Из всех качеств князя Даниил превозносит его щедрость и восхваляет богатство: «Да не будет сжата рука твоя, княже мой, господине, на подаяние бедным: ибо ни чашею моря не вычерпать, ни нашими просьбами твоего дому не истощить. Как невод не удерживает воды, а только рыб, так и ты, княже, не удерживай злата и серебра, а раздавай их» или «Ибо щедрый князь - отец многим слугам: многие ведь оставляют отца и матерь и к нему приходят:. Ибо щедрый князь - как река, текущая без берегов через дубравы, поит не только людей, но и зверей; а скупой князь - как река в берегах, а берега каменные: нельзя ни самому напиться, ни коня напоить».
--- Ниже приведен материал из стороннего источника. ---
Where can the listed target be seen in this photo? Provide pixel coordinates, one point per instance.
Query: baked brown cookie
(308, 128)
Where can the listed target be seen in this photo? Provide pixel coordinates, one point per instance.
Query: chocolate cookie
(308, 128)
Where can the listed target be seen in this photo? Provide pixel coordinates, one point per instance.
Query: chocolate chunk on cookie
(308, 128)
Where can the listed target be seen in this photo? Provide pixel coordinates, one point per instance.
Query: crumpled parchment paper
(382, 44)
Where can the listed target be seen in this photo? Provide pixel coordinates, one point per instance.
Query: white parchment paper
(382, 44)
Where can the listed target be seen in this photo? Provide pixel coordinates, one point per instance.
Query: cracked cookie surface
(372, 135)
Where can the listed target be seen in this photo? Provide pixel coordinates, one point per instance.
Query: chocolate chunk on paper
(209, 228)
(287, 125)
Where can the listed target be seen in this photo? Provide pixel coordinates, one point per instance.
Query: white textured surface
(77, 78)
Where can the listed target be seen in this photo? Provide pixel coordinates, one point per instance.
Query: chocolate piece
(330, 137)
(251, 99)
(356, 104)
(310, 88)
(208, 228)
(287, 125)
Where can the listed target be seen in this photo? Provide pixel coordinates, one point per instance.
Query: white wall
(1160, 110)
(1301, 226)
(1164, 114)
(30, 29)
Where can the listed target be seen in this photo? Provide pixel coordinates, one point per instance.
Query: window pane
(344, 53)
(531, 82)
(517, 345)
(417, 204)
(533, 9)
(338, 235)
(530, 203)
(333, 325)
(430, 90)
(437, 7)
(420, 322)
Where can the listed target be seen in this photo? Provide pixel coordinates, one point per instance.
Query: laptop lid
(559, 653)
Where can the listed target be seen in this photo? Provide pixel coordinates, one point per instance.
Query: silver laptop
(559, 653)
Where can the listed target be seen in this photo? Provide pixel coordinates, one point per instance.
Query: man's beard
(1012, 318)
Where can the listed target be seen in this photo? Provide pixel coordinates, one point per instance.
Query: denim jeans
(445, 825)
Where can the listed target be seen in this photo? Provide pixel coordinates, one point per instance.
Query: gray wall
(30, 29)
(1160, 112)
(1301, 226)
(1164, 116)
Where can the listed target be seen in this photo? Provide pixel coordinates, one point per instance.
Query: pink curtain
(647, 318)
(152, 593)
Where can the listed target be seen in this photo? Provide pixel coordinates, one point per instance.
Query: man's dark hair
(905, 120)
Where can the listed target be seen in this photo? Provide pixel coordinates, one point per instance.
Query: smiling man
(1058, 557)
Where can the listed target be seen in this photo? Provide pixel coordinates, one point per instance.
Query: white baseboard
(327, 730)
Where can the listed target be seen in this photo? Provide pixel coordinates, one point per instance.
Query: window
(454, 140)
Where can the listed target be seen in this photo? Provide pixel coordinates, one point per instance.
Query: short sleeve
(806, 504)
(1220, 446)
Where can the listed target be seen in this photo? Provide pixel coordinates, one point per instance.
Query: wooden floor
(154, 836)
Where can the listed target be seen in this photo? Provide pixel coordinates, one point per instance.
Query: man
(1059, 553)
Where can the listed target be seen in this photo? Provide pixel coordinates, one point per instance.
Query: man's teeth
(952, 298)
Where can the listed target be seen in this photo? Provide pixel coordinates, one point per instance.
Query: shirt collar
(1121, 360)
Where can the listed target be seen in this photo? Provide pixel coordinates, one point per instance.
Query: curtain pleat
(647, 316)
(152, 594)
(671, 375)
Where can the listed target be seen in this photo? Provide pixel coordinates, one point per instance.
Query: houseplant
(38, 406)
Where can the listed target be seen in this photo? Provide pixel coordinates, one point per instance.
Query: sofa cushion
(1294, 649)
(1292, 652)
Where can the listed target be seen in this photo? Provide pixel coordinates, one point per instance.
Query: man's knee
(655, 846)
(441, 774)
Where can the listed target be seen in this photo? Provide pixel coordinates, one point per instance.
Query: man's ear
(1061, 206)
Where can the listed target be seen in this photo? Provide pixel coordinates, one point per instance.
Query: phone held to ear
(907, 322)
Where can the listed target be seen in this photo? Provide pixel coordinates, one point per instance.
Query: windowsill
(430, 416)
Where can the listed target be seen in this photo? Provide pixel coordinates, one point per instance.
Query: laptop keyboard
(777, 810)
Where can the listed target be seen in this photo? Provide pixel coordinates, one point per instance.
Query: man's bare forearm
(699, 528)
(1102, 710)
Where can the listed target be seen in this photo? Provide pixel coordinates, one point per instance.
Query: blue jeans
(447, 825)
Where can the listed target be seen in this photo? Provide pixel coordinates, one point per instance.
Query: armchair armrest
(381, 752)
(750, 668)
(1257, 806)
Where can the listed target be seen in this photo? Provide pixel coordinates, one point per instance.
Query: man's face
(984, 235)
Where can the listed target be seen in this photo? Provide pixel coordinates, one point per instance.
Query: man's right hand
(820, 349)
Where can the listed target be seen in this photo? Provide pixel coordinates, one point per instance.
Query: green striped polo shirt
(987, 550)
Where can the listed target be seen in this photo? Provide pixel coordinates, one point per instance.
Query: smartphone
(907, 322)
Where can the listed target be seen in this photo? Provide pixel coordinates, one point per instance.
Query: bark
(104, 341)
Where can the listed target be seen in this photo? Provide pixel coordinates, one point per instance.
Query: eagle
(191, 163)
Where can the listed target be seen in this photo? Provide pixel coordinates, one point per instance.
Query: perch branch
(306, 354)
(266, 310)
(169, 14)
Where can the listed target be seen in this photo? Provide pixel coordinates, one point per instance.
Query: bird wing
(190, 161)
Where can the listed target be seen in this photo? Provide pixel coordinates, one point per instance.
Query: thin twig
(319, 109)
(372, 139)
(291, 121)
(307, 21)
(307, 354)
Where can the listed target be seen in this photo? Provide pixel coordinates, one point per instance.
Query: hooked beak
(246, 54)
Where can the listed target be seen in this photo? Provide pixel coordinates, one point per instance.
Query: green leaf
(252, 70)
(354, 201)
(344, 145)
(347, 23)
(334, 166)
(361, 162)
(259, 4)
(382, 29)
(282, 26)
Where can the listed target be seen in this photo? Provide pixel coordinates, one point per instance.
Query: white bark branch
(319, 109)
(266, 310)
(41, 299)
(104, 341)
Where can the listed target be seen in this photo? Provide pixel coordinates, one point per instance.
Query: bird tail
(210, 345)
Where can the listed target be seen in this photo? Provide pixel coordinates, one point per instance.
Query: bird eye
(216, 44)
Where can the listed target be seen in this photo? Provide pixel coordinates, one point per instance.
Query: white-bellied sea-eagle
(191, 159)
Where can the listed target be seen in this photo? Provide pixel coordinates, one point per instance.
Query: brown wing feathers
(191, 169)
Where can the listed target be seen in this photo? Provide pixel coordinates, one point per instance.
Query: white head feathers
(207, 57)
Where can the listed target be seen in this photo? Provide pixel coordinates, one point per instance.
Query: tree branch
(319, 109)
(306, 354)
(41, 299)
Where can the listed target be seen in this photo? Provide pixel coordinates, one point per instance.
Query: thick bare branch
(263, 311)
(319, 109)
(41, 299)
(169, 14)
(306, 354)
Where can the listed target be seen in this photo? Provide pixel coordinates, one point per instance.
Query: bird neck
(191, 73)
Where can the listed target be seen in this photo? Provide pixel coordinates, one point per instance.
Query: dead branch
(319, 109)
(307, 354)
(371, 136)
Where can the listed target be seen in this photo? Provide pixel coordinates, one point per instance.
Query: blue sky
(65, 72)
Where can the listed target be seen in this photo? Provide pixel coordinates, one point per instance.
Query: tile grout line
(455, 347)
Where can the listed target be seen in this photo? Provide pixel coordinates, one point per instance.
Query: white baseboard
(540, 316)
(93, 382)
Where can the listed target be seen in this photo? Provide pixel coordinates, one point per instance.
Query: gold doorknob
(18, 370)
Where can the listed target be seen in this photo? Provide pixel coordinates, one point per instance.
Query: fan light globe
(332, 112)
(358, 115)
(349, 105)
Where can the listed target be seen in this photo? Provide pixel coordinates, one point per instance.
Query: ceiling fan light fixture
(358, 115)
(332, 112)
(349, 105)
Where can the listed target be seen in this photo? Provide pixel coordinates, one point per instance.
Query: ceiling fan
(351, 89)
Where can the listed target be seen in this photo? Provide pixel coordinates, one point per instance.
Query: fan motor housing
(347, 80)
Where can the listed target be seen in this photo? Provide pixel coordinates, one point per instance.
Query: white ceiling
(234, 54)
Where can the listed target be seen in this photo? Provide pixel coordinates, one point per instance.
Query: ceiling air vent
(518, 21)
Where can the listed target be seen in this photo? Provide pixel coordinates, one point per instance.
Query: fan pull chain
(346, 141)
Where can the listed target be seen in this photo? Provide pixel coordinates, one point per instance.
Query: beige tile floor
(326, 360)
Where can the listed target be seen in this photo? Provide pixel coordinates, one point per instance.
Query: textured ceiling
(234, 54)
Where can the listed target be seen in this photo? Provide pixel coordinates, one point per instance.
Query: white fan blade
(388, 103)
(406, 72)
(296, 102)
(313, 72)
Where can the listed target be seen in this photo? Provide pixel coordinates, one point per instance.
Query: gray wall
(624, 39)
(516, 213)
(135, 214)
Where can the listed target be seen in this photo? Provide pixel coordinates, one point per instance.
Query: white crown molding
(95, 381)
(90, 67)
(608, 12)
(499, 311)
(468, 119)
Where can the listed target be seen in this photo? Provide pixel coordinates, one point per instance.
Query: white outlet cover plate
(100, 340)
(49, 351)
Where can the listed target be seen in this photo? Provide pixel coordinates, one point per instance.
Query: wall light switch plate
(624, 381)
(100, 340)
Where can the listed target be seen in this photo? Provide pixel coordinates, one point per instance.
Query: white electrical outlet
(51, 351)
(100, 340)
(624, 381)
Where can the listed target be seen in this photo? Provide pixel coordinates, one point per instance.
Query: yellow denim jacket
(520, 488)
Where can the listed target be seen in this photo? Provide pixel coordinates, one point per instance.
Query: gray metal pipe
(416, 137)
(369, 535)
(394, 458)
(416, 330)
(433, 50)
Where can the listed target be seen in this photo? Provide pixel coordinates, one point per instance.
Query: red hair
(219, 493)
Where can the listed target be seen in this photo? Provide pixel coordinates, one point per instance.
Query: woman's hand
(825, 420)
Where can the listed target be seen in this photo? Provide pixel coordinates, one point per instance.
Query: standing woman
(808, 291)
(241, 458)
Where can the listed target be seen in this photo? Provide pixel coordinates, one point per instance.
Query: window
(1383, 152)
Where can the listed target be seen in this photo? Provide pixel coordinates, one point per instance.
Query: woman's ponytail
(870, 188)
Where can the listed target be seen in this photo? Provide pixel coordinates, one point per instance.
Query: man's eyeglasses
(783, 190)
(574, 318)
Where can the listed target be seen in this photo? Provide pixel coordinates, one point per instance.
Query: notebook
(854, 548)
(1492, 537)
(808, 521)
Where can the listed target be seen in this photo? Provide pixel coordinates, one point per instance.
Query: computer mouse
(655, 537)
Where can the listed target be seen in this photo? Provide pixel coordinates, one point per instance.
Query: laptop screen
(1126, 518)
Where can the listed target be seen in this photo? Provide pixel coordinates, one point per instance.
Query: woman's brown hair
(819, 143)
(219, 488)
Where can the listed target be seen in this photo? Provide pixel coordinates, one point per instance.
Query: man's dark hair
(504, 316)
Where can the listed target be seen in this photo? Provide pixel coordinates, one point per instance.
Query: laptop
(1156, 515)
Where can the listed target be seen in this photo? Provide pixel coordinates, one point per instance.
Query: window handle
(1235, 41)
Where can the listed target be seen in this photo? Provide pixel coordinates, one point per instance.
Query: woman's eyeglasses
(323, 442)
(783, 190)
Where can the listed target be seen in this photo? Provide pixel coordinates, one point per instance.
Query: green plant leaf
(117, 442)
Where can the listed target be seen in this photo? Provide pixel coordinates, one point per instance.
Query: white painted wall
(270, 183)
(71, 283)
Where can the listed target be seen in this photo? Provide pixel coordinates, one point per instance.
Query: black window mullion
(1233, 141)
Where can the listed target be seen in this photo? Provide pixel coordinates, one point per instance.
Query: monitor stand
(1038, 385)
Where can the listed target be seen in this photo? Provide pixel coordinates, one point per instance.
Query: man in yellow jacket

Свою нищету Даниил подчеркивает по принципу контраста с богатством князя: «: и покрыла меня нищета, как Красное море фараона». «Ибо я, княже господине, как трава чахлая, растущая под стеною:», «Я ведь, княже, как дерево при дороге: многие обрубают ему ветви и в огонь кидают; так и я всеми обижаем, ибо не огражден страхом грозы твоей». Стилистика просьб подсказывает, что Даниил не один: «Посмотри на птиц небесных -не пашут они, ни сеют, но уповают на милость божию; так и мы, господине, ищем милости твоей» . Одного не лишен Даниил - ума: «Господине мой! Не смотри на внешность мою, но посмотри, каков я внутри. Я, господине, хоть одеянием и скуден, но разумом обилен; юн возраст имею, а стар смысл во мне. Мыслию бы парил, как орел в воздухе.

Но поставь сосуд гончарный под капельницу языка моего, да накаплет тебе слаще меду слова уст моих». «Отнять у себя право на ум - это значит бы отказаться и от прав на остроумие, на юмор. Поэтому многие из сообщаемых Даниилом о себе биографических сведений, жалобы на свои несчастия, на свое безденежье, трусость, на свою жену и пр. строго соответствуют литературной позиции Даниила как юмориста, смешащего читателя, а, может быть, и зрителя собой самим, своим положением» (Лихачев Д.С. Исследования, с. 198)

Анализируя стиль Заточника, невозможно не остановиться на фрагменте, посвященном злой жене (слово «злой» имело в древнерусском языке основное значение «плохой, дурной»), поскольку в нем особенно ярко проявляется балагурство Заточника. Мысль о женитьбе приводит его в ужас: «Неужели скажешь мне: «Женись у богатого тестя, чести ради великой; у него пей и ешь»? Лучше бы уж мне вола бурого ввести в дом свой, чем злую жену взять: вол ведь не говорит, ни зла не замышляет, а злая жена, когда её бьешь, бесится, а когда кроток с ней - заносится, в богатстве гордой становится, а в бедности злословит.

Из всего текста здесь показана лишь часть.